Dirk Draulans’ Beestenboel: er hangt elektriciteit tussen parasitaire rondwormen en hun slachtoffers
De wereld barst van de rondwormen: piepkleine beestjes die bijvoorbeeld verborgen in de bodem leven of als parasiet in andere dieren. Er zijn zo’n 25.000 soorten beschreven, waarvan slechts een bescheiden aantal een Nederlandse naam heeft gekregen. Het totale soortenbestand wordt met een nogal natte vinger op 1 miljoen geraamd, maar het kunnen er veel meer zijn.
Rondwormen komen overal voor. In de bodem van de oceaan zouden ze 90 procent van alle dieren vormen. Ze kunnen een dichtheid van een miljoen beestjes per vierkante meter aan. In de bovenste laag van landbodems zouden 60 miljard rondwormen per mens leven. Hoe zoiets berekend wordt is wat raadselachtig, maar het klinkt overdonderend.
De meeste menselijke aandacht gaat naar twee groepen. Er zijn de zogenaamde aaltjes die parasiteren op planten en als pestsoorten voor de landbouw worden beschouwd. Een voorbeeld is het wortelknobbelaaltje, dat mee verantwoordelijk wordt geacht voor een concept met een prachtige maar wat misleidende naam: bodemmoeheid. Bodemmoeheid betekent dat een bodem te uitgeput is geraakt om nog maximaal te renderen voor een boer. Bodemburn-out door chronische overbevraging klinkt realistischer.

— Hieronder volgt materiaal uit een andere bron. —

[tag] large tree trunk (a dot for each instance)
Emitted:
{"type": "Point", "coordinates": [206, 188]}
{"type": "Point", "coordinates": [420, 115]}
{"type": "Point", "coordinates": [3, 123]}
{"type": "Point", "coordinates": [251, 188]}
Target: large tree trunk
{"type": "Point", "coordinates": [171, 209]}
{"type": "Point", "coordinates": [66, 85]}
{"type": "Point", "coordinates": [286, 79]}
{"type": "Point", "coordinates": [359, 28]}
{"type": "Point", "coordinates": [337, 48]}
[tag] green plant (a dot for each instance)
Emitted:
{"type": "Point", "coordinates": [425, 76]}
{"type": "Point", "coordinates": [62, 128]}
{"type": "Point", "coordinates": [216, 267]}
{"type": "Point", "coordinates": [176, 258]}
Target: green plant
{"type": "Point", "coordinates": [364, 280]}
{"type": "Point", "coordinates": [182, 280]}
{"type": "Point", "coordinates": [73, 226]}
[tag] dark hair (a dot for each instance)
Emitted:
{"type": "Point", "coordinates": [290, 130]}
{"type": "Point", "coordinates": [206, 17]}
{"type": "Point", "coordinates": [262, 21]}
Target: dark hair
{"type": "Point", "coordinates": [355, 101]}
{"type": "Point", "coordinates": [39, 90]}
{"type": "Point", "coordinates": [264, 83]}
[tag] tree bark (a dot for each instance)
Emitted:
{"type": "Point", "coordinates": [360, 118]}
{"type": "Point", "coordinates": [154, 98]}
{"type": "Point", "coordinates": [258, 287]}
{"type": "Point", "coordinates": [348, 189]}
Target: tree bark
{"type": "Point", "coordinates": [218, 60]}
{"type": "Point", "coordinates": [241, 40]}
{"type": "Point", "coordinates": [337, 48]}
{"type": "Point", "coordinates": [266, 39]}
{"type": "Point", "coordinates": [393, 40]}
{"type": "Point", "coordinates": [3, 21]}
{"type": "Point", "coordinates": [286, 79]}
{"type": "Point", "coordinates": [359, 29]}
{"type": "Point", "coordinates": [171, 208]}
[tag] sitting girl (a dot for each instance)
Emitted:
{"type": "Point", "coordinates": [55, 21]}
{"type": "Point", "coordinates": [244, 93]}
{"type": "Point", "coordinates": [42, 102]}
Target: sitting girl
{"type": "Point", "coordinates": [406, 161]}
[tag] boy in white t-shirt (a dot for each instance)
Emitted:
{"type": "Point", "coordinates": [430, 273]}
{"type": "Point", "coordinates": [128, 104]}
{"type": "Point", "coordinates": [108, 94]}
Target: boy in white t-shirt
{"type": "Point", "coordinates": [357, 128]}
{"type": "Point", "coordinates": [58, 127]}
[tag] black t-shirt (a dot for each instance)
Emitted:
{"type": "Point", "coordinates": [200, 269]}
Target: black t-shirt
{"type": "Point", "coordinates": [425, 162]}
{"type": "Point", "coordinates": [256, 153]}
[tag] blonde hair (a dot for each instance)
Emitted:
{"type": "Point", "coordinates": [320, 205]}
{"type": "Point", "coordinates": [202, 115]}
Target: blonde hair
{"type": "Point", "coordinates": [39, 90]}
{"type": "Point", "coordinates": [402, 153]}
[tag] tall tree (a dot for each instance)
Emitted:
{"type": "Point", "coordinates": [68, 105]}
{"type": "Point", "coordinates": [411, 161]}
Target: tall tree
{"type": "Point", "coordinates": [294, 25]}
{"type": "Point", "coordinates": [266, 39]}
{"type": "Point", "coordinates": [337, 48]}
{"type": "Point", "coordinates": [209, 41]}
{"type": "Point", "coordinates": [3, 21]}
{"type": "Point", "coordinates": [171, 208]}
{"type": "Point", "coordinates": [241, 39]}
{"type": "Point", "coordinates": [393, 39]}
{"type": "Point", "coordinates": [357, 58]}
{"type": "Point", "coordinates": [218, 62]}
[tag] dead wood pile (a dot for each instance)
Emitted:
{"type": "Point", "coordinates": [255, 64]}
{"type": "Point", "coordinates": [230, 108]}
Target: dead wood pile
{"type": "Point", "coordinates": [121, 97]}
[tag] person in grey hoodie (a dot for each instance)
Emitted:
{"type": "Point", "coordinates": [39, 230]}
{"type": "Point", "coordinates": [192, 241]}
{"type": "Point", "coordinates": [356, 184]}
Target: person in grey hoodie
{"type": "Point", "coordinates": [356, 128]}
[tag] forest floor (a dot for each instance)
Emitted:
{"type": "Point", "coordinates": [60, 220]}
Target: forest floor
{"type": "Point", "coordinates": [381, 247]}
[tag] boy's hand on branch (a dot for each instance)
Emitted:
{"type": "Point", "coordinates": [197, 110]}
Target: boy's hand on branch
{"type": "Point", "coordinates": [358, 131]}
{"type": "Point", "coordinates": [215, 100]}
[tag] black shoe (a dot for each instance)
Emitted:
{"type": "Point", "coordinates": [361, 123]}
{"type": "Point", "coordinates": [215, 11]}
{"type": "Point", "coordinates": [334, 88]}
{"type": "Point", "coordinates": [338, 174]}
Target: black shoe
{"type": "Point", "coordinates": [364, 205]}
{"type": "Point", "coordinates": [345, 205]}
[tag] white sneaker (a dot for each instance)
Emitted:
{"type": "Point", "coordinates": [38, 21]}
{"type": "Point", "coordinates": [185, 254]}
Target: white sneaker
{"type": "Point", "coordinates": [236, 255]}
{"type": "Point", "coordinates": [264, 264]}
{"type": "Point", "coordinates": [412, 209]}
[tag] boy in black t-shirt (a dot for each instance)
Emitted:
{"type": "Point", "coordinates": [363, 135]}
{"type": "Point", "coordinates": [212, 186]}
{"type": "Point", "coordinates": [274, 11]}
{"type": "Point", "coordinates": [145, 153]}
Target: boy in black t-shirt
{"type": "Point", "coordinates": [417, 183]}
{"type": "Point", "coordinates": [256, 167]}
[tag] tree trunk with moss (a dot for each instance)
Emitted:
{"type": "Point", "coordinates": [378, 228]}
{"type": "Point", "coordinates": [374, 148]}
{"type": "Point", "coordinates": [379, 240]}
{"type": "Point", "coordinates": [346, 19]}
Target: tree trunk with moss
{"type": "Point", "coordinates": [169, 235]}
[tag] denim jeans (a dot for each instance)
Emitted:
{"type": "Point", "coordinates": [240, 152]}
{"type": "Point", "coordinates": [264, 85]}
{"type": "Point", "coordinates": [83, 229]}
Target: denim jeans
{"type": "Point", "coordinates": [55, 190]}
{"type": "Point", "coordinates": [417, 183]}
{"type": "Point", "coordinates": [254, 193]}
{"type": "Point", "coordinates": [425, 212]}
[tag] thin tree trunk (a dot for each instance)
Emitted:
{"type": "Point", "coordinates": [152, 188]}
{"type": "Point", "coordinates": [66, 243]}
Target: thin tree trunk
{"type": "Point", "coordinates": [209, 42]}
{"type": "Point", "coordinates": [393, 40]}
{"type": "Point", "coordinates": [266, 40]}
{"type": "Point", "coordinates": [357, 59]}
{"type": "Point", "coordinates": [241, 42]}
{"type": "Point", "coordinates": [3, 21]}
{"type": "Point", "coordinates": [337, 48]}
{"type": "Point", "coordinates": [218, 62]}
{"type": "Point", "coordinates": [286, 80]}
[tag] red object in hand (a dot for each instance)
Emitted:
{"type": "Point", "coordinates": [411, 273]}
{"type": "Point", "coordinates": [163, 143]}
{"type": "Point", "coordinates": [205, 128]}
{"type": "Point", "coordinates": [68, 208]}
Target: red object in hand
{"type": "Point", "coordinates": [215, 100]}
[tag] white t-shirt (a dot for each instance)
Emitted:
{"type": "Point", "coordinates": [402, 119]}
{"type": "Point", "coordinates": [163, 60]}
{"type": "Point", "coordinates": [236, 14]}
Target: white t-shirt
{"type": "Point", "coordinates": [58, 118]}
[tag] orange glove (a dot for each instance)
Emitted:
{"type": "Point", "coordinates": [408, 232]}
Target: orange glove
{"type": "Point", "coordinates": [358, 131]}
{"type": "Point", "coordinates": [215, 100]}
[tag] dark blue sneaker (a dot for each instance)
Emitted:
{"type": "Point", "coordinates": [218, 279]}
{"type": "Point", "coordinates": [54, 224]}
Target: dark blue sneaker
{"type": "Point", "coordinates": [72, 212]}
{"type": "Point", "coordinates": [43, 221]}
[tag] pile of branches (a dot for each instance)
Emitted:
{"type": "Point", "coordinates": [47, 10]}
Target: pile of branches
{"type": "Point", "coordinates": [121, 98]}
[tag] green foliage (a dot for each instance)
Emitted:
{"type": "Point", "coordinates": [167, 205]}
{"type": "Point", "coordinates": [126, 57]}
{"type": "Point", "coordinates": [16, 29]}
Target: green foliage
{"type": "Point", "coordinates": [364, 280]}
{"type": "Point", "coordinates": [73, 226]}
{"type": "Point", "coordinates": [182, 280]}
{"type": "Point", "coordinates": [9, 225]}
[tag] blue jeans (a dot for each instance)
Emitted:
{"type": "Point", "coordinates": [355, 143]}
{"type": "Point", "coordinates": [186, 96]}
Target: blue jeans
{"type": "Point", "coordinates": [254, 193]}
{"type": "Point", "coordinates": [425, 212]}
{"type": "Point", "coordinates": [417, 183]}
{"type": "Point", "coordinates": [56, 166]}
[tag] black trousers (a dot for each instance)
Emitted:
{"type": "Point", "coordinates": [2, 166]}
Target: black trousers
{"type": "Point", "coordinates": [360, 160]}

Rondwormen duiken met de kop vooruit in de eerste opening die ze op het slachtoffer vinden, zoals de mond of anus.
Een tweede voor mensen interessante groep parasiteert op vooral insecten en wordt daarom geregeld ingezet als biologische bestrijding van andere pestsoorten. Emelten van langpootmuggen en rupsen behoren tot de schietschijven.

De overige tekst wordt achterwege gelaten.